30 Jan - Roz Ivanic, Lancaster University
Redefining waste disposal: A study in the textual construction of compliance
Recent local initiatives have redefined 'waste management' as 'recycling',
and have co-opted everyone into a project of improving performance indicators
for the council and for the country. This project has generated a change
in discourse, and a mass of paper and associated literacy practices to
further burden household bureaucracy for us all.
6 Feb - Zoe Nikoulaidou, Lancaster University
Literacy and Power among Immigrants in Athens: Symbolic capital across domains
A two-week ethnographic research was carried out in the centre of Athens, in order to explore in which cases and for what reasons immigrants in Athens use literacy. Participant observation and a number of qualitative interviews revealed the great variety of literacy practices in the lives of fourteen immigrants. The presentation focuses on the various domains of life in which literacy is used.
Taking photographs of street signs in collaboration with my informants revealed what is called 'illiteracy of resistance', since most signs are bilingual or monolingual written in the mother tongue of the immigrants.
What follows is a discussion on dominant and vernacular literacy practices linked with Bourdieu’s notion of symbolic capital.
13 Feb - Ron Scollon, Georgetown University
Literacy: Connectors and Appliances, Routes and Itineraries
My interest in literacy has taken many forms. It began with thoughts and problems which arose in doing literacy work with people in Northern Canada and Alaska who were learning and using literacy for their languages for the first time – both the first time in their history as peoples and for the first time in their lives as individual humans. In many ways my current work has not been formed by the study of literacy in itself. Now the question is: What is literacy now within my current interests in action and its geosemiotic placement in time and space? These placements I have been calling ‘geographies of discourse’.
In this talk I will try to outline a general analytical framework concerning the multiple layering of any moment of action in time and space. In this framework literacy is one of the major material-semiotic connectors between objects (including humans) within a particular plane (or geography) but it is also a major appliance for producing transactions across these geographies. Thus in this view literacy is one of the main means by which routes for human action are laid down which enable our itineraries through the world.
15 Feb - Brian Street, King’s College, London
Epistemology, ontology and methodology: locating ethnographic perspectives
I will locate ethnography within the wider philosophical and methodological issues involved in all research activity. I present a model which sets out the elements that have to be taken into account in designing doing and reporting research, ranging from broad ontological and epistemological assumptions down to the specifics of data analysis and presentation and then locate ethnography within this model. I will also draw upon various ways of representing ‘ethnography’ from ‘The Turtle and the Fish’ to Del Hymes and describe how some of my own experiences as an anthropologist in literacy studies illustrate the issues raised in the title.

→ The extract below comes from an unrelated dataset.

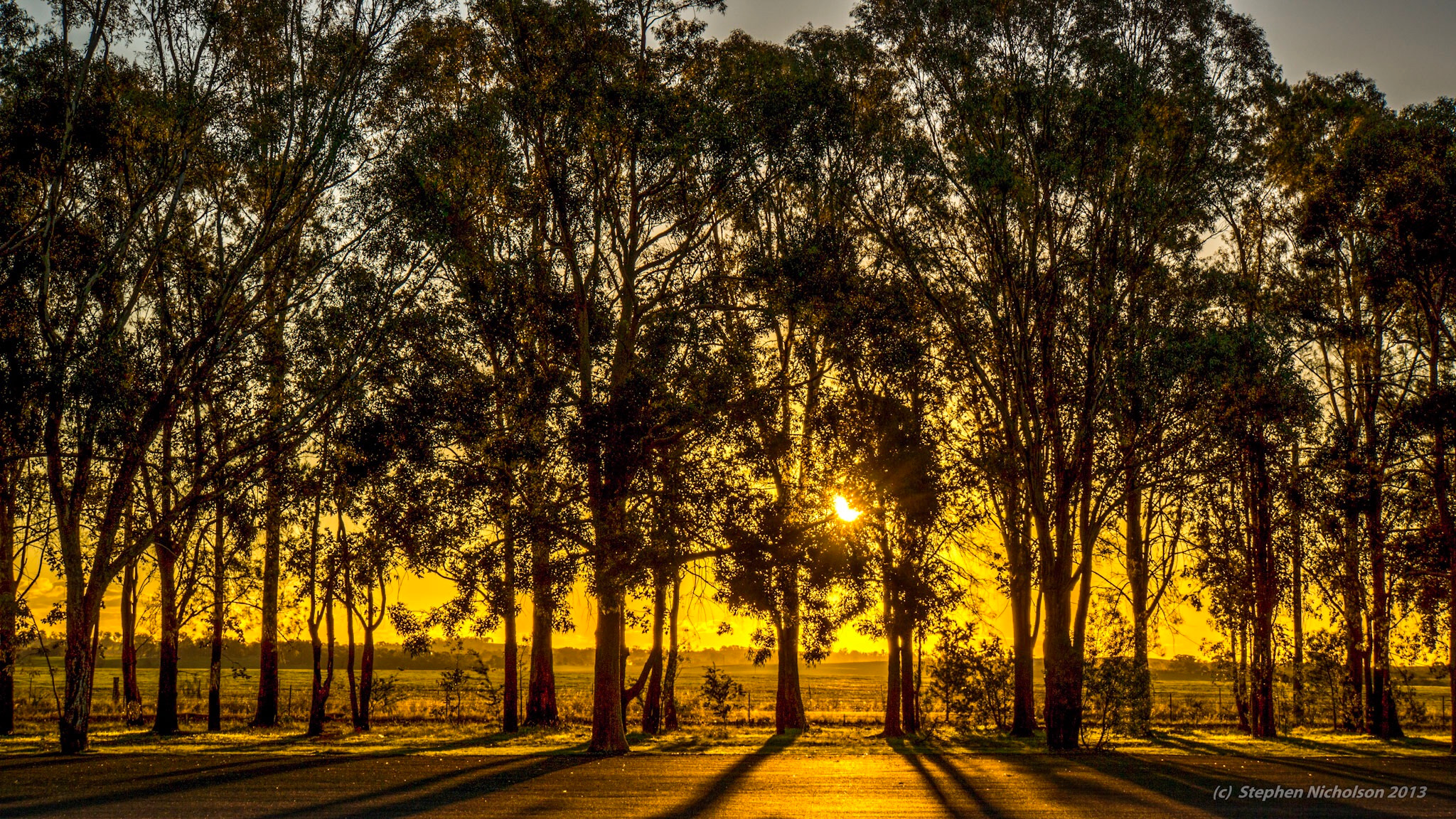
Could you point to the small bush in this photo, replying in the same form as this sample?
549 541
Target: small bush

20 Feb - Jean Seraphin Kamdem, PhD Fellow, Dept. of Languages and Cultures of Africa, SOAS, Univ. of London
Investigating Functionality in Bilingual Adult Literacy Programmes:
This research is an investigation into the motivations for and expectations of attending literacy classes of adults in Kom, and into their acquisition of functional literacy skills. I am investigating literacy initially as skills and knowledge and sets of know-how’s, but I want also to look at adult literacy as learners perceive its social value. Literacy takes place with and through both human resources and material resources. Consequently, major domains of investigation of functionality are the didactic materials used in literacy classes and the pedagogic practices themselves. My research aims also to account for the psychological constructs that pre-define and influence the interaction of learners and literacy delivery as a pedagogic/learning process.

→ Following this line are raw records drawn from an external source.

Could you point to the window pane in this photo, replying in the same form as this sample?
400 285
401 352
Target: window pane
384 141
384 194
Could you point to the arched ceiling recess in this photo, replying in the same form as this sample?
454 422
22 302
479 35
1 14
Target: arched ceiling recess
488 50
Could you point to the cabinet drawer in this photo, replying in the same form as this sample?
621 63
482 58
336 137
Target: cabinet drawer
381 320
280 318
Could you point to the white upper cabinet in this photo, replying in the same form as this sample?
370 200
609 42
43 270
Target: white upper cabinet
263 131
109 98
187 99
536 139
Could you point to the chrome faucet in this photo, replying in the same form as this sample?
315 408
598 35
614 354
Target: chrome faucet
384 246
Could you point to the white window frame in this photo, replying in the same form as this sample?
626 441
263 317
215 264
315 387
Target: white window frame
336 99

27 Feb - Kristin Lexander, Lancaster University
Language and Literacy Practices related to ICT of students in Dakar, Senegal
While French is the official and dominant written language in Senegal, the use of the new information and communication technologies (ICT or NICT) has brought with it multilingual literacy practices where African languages play an important role. I will present my ongoing PhD study of these practices, which make use of such texts as text-messages, e-mails and chat conversations. The aim is an understanding of the social functions of the practices and of how they can influence other literacy practices, in particular concerning language choice. Their multilingual nature makes them inclusive, compared to literacy in French, a language only a small part of the population understands. Perhaps these literacy practices may even contribute to a higher status for literacy in African languages.

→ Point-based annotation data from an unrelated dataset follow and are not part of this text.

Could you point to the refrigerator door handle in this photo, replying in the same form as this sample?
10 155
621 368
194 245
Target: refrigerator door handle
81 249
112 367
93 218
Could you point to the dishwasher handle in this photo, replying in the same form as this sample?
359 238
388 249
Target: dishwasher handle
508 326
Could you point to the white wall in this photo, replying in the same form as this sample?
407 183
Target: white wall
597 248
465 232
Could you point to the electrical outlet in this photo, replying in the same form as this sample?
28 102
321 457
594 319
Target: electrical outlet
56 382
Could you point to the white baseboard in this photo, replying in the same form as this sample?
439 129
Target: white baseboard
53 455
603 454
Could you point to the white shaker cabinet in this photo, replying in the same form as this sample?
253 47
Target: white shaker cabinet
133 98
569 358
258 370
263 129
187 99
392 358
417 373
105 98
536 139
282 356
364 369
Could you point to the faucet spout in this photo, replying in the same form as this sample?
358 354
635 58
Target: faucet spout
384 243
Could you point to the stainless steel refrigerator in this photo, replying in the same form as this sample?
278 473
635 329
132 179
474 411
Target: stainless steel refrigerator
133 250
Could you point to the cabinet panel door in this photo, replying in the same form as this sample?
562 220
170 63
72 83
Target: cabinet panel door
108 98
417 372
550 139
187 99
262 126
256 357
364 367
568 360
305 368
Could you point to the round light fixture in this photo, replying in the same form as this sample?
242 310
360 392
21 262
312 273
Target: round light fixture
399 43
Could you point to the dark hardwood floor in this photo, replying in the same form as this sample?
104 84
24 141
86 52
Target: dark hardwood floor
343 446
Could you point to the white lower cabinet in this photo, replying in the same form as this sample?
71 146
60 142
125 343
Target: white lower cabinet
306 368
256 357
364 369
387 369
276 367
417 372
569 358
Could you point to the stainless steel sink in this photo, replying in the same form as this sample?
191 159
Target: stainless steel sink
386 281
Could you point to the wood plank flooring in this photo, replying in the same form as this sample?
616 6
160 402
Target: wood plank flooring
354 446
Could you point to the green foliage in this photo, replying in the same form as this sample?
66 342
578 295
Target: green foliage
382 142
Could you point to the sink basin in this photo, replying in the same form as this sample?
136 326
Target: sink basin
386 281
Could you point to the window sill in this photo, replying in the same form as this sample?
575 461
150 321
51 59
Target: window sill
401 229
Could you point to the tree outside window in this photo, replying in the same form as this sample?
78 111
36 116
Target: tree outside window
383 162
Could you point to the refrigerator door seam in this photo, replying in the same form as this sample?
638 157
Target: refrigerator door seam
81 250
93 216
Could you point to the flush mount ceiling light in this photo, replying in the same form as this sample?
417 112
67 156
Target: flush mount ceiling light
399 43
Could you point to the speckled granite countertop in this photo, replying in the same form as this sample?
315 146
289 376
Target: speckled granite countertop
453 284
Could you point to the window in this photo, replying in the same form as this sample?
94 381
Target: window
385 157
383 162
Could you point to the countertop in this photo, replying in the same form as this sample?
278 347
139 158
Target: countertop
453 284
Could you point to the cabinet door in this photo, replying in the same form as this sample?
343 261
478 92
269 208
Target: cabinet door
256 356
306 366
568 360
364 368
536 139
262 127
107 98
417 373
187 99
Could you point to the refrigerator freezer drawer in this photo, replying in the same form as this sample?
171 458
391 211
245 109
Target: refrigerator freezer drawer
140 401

13 Mar - Pat Mayes, University of Wisconsin - Milwaukee
The Institutionalization of a Critical Approach to Teaching Writing in One American University
In the US, institutions of higher education have the task of teaching literacy skills (and, in particular, writing) to all incoming students who are not assessed as “proficient.” As a result, most universities have well-developed writing programs which are either housed in English Departments or function as separate entities. These writing programs have developed a set of highly institutionalized practices for placing, teaching, assessing, and promoting students. In this talk, I will examine what happens when a “critical pedagogy” approach, which is supposed to foster the ideas and creativity of individual students, is implemented as a “one-size-fits-all” solution to the teaching of critical reading and writing. In order to show the mismatch between what might be thought of as the ideal critical pedagogy curriculum and the case I examined, I’ll present examples drawn from interviews with teachers, verbal interaction between teachers and students, and written assignments constructed by the teachers.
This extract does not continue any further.